Every day, people move about, commuting to work, visiting friends, attending events and going about their business. Traffic gets heavy at times and then lightens up. All around town, electric power capacity is ready and waiting at houses and businesses for whatever needs arise—even when occupants won’t be around for hours on end. What if scientists could design a better way to ration energy resources that results in less congestion, fewer power outages and lower utility bills?
Researchers at the FAMU-FSU College of Engineering and the Western Norway University of Applied Sciences are working with the City of Tallahassee to address these issues using data- driven causality analysis modeling.
“We are looking at the relationship between electricity usage and transportation,” explains Eren Ozguven, Ph.D., a professor of civil engineering at the college and lead researcher on the project. “We call this co-mobility and we are using a causality-based analysis model for electricity and traffic load forecasting. Understanding this intrinsic relationship based on data can relate to smart power and roadway usage.”
Eventually, the team hopes the assimilation of these metrics will provide municipal utilities with a new way to use information to help them better predict the fluctuating power needs of their community and recognize opportunities to improve traffic flow.
The project is part of a grant funded through the National Science Foundation and administered through the Center for Advanced Power Systems (CAPS). The $233,000 grant represents an initiative to tackle the challenges cities face as a population grows and urbanization continues.
Cities have layers of interconnected infrastructures, places, people and information.

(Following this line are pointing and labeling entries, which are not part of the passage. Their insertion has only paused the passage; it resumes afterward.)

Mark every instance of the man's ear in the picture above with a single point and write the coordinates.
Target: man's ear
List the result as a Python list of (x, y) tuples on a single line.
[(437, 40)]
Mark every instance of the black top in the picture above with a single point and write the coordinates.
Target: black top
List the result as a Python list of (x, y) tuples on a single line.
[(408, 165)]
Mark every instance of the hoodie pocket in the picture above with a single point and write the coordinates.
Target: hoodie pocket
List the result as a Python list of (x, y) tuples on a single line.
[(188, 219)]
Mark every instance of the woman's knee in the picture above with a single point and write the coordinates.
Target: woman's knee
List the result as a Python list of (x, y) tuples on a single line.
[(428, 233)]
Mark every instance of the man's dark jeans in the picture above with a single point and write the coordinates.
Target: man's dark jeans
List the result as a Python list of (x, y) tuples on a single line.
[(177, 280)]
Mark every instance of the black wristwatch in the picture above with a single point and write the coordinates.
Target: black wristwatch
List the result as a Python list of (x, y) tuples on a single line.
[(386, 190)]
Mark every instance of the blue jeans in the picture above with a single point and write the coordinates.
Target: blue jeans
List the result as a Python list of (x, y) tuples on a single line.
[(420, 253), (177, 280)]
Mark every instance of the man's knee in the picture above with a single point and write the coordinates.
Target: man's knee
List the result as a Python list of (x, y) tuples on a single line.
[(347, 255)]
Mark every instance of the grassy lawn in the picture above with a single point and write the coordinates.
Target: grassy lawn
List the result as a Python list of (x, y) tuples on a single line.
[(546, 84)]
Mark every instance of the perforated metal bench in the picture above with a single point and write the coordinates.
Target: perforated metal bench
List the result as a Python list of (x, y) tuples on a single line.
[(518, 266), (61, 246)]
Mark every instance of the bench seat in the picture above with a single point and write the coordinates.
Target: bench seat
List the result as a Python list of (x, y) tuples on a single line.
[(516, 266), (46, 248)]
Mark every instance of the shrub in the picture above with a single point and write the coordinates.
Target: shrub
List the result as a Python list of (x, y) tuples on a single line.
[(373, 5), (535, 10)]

As a result, the study of mobility goes beyond just looking at transportation systems. Instead, scientists are examining infrastructure systems and information networks as well. The project, User-Centered Heterogeneous Data Fusion for Multi-Networked City Mobility (UHDNetCity) provides a unified mathematical foundation for urban mobility management.
Other than external factors such as weather and environment, human mobility is an important factor that influences the electricity consumption at different locations and times in an urban area. Human mobility represents the location of citizens at any given point of time.
“We found, for example, in the mornings when power usage goes up, traffic is low,” Reza Arghandeh, professor from Western Norway University of Applied Sciences and co-author, said.
“Then as people commute to work and traffic usage is high, power usage goes down. This relationship is a unique indicator and we are interested in what we can do with this information.”
The preliminary analysis shows potential for improvement in electricity load forecasting accuracy. Researchers hope the knowledge of the co-mobility approach will help utilities and transportation departments accurately forecast electricity consumption and traffic flow. The team hopes to help the city adopt strategies to help it become more efficient in providing power to residents, ultimately lowering costs and providing a better experience for the community.
Other authors on this study include graduate student of electrical and computer engineering and CAPS, Lalitha Madhavi Konila Sriram, industrial and manufacturing engineering student, Mostafa Gilanifar, and Yuxun Zhou from Citadel LLC.